Steps to Establishing a Successful International Academic Linkage
Excerpts from a co-publication of the Association of Universities and Colleges of Canada and The British Council entitled "Guide to establishing international academic links" (1993)
If you are a Brock faculty or staff member and think you would like to establish an international academic linkage between Brock and another institution, please review the following steps:
Step 1: Starting out
Ask yourself the following questions before proceeding:
- What is the degree of institutional commitment to a sustained link? There must be a strong base of grassroots support in the relevant academic and administrative units in order for the link to be effective.
- Will the link support the mission, needs and strengths of the university?
- Will the institution's academic and research standards be maintained or enhanced as a result of the link?
- What are the existing personal contacts between the institutions that could form the basis of a link?
- To what degree is the link dependant upon the interests and activities of a small number of people? If the base of support is very small, then the link is likely to become inactive as personnel and interests change.
- Is the proposed partner located in a region of the world in which the institution has a particular interest?
- Are there any natural affinities between the two institutions (size, linguistically shared experiences, etc.)?
- What would be the financial implications of the proposed link for the institution?
- How will the link be funded?
Step 2: Negotiating the Linkage Agreement
- A clear and shared understanding of the benefits and objectives of the proposed link must be arrived at between the two institutions.
- Detailed preparation for the link should include input from and be based on the solid commitment of affected departments. This is particularly critical in the case of student exchanges, where the issue of mutual recognition of degree credits would have to be seriously addressed.
- The initial formal contact may be between the presidents or other senior administrators of both institutions.
- An individual with overall responsibility for administration of the proposed link should be identified in the proposed partner institution. At Brock, the Director of Brock International (who is also the university's official International Liaison Officer) usually fulfills this role. ( For student exchange programs, the Manager of International Services is usually more intimately involved with day-to-day program administration). If someone other than the ILO is assigned to this task, he or she should keep the ILO fully informed of all developments relating to the proposed link.
- Following the exchange of correspondence between the presidents, the administrator would initiate contact with the counterpart in the partner institution.

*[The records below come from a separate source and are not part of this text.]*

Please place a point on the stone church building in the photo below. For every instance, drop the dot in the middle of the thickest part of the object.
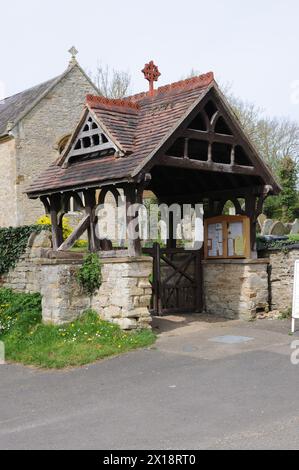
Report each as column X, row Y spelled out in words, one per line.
column 34, row 128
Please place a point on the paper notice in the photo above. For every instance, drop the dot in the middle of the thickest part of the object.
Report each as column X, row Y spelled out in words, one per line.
column 230, row 247
column 239, row 246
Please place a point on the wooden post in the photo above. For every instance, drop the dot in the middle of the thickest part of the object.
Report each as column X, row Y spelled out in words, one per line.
column 90, row 206
column 250, row 210
column 156, row 278
column 171, row 241
column 56, row 221
column 134, row 243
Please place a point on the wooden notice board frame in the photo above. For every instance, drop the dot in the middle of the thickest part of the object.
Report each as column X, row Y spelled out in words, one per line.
column 225, row 220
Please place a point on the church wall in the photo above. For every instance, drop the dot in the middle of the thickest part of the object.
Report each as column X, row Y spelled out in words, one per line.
column 39, row 133
column 8, row 210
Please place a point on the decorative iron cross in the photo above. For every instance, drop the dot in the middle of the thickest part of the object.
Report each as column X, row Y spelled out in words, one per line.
column 73, row 51
column 151, row 73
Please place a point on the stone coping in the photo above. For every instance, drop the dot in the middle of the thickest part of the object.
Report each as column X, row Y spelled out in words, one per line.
column 74, row 261
column 236, row 261
column 291, row 246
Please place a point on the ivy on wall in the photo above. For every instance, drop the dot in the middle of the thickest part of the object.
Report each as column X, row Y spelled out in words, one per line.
column 90, row 274
column 13, row 242
column 288, row 242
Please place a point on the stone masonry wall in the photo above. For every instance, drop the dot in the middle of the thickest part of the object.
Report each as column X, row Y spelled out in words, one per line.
column 123, row 298
column 235, row 288
column 282, row 277
column 8, row 206
column 36, row 139
column 26, row 276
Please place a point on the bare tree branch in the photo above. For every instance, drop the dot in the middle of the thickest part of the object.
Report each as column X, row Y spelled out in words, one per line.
column 111, row 83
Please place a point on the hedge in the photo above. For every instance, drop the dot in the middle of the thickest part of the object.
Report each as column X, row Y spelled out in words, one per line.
column 13, row 242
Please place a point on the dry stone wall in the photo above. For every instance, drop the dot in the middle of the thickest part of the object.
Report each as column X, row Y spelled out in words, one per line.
column 282, row 264
column 235, row 288
column 123, row 298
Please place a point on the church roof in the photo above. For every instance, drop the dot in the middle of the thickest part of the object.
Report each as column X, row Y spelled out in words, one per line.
column 12, row 107
column 15, row 107
column 139, row 126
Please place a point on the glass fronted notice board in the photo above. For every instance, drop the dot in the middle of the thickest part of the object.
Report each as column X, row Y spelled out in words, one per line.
column 227, row 236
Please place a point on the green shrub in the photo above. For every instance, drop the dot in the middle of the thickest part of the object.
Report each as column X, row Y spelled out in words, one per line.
column 13, row 242
column 18, row 312
column 83, row 341
column 89, row 275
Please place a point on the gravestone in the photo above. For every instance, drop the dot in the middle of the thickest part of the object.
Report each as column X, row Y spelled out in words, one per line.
column 261, row 220
column 277, row 228
column 295, row 227
column 266, row 227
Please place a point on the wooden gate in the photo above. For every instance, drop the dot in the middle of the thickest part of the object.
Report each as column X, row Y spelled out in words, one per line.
column 176, row 280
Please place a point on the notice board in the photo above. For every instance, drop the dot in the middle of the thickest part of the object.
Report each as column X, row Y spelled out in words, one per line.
column 227, row 236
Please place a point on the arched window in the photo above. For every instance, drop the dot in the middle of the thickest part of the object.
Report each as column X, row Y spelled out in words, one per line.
column 63, row 142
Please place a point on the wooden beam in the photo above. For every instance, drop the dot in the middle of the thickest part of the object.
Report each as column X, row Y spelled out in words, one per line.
column 191, row 164
column 209, row 136
column 218, row 194
column 76, row 234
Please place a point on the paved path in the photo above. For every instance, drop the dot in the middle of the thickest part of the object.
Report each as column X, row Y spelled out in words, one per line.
column 188, row 392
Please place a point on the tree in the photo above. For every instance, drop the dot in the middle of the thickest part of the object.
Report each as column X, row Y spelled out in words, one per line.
column 288, row 196
column 111, row 83
column 274, row 138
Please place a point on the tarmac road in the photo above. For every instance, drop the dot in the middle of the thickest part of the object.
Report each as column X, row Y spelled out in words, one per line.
column 187, row 392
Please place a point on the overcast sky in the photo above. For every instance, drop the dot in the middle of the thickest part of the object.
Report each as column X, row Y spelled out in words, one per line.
column 252, row 45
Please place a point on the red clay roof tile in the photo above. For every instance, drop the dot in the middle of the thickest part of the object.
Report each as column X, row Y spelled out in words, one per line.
column 138, row 123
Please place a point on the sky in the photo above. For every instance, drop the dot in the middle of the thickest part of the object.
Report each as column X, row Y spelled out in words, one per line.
column 253, row 46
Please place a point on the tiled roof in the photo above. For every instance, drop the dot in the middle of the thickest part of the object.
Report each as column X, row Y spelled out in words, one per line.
column 11, row 108
column 138, row 124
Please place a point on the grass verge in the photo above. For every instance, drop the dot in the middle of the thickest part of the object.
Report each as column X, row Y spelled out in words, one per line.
column 83, row 341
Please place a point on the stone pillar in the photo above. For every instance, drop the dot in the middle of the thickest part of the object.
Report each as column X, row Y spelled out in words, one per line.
column 125, row 294
column 236, row 288
column 62, row 299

This contact would seek to develop in greater detail the parameters set out in the initial contact between presidents.
- A preparatory visit to or from the international partner, involving the administrator and/or faculty, may be deemed appropriate by both partners.
Step 3: The agreement
- Depending on the type of agreement, certain signatures may be required. Oftentimes, the President of the University must sign the agreement, but in some cases only the Dean's signature may be required.
- Institutions lacking experience in developing links may find it desirable to make their linkage agreement as simple and single-purpose as possible, thus ensuring a greater chance of success.
- The agreement should contain the following provisions: mutual goals; definitions; a statement of who the expected participants are, and how many; payment of fees and other costs; mutual recognition of credits where student exchange is involved; responsibilities of each university; a clause providing for future rectification of weaknesses and problem areas in the agreement and renewal of the agreement subject to mutual satisfaction; a withdrawal clause (providing for advance notice).
- Regular contact between the institutions following signature of the agreement will help to ensure that the link will remain relevant, effective and free of serious problems.